Lindstrom, with headquarters in Eskilstuna, manufactures all its products in Sweden.
Gittleson said Lindstrom expects to significantly increase its share of the U.S. market for advanced hand tools used to assemble and repair computers. Domestic sales of those tools is running about $60 million annually, he said.
"It makes sense. We wanted more resources to expand, and they wanted to make products in America," Gittleson said. He added that he and other managers from Vertron have been asked by Lindstrom to stay with the company for three years.
Lindstrom decided to begin U.S. production because the relatively low value of the dollar makes it less expensive to manufacture some tools here rather than in Sweden, according to Gittleson. He said concern that Washington might clamp down on imports also prompted the decision.
Gittleson said the company has not yet decided which products will be made in Orange. But by 1991, he said, up to 70% of the company's production may be in this country.
The company expects to expand its product line over the next few years, Gittleson said, but it will continue to concentrate on its primary products: carbon-steel pliers, cutters and screwdrivers designed with handles that reduce user fatigue.

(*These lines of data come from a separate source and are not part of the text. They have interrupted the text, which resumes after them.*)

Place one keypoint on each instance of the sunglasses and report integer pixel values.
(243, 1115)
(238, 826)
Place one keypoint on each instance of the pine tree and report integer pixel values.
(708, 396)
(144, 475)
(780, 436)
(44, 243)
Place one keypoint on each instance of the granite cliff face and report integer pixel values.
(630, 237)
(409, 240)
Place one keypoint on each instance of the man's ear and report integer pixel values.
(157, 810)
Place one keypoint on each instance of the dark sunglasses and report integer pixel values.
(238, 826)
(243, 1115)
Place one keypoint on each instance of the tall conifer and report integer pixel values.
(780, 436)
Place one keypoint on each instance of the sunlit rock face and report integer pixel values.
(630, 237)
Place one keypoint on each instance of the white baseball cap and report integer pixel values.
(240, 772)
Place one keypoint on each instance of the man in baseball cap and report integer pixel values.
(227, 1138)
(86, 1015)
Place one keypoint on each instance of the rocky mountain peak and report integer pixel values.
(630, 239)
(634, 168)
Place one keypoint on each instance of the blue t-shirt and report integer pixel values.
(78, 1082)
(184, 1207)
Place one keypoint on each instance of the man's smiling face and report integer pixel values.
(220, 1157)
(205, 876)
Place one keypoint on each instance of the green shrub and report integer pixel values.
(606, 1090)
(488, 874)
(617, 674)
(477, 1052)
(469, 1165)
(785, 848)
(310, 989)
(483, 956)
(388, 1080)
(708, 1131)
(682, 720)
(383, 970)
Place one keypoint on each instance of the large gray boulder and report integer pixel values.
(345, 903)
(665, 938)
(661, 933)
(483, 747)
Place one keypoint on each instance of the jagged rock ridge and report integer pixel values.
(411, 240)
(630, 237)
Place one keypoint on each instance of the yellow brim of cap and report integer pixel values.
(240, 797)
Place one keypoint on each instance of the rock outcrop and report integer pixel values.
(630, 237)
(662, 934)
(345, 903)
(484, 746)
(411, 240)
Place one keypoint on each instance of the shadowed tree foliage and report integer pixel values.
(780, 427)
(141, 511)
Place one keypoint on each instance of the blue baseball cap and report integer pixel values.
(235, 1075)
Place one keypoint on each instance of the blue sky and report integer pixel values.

The tools are used by such companies as Apple Computer, Western Digital and Rockwell International to aid in assembling circuit boards, radar screens and electronics products. Most Lindstrom tools sell for $16 to $40, but the company makes some specialty items that cost up to $6,000.
Lindstrom America also plans to diversify into lower-priced tools by buying and reselling products made by other manufacturers in Italy and the United States.
The Swedish parent company was founded in 1856 by Franz Lindstrom, who began marketing pliers he had developed to shoe horses. The company says the pliers were the first to be widely used throughout Scandinavia.
The company specialized in making tools for technological uses as the electronics industry developed in this century. The firm is now part of the publicly held Bahco Investment Group in Stockholm, which reported sales of more than $700 million last year. Lindstrom had 1986 worldwide sales in excess of $20 million.
When production begins in Orange, five workers will be added to Vertron's staff of 27, Gittleson said. Vertron was expecting the sale when it moved its headquarters last month from a 5,000-square-foot facility in Torrance to a 17,000-square-foot building in Orange.
Gittleson, 28, bought Vertron in 1985 from his father, Howard Gittleson, who founded the company in 1978 after noticing a relative scarcity of technological tools to supply a growing market.
Vertron's sales were less than $1 million in 1978 but grew to more than $6 million last year, Dean Gittleson said.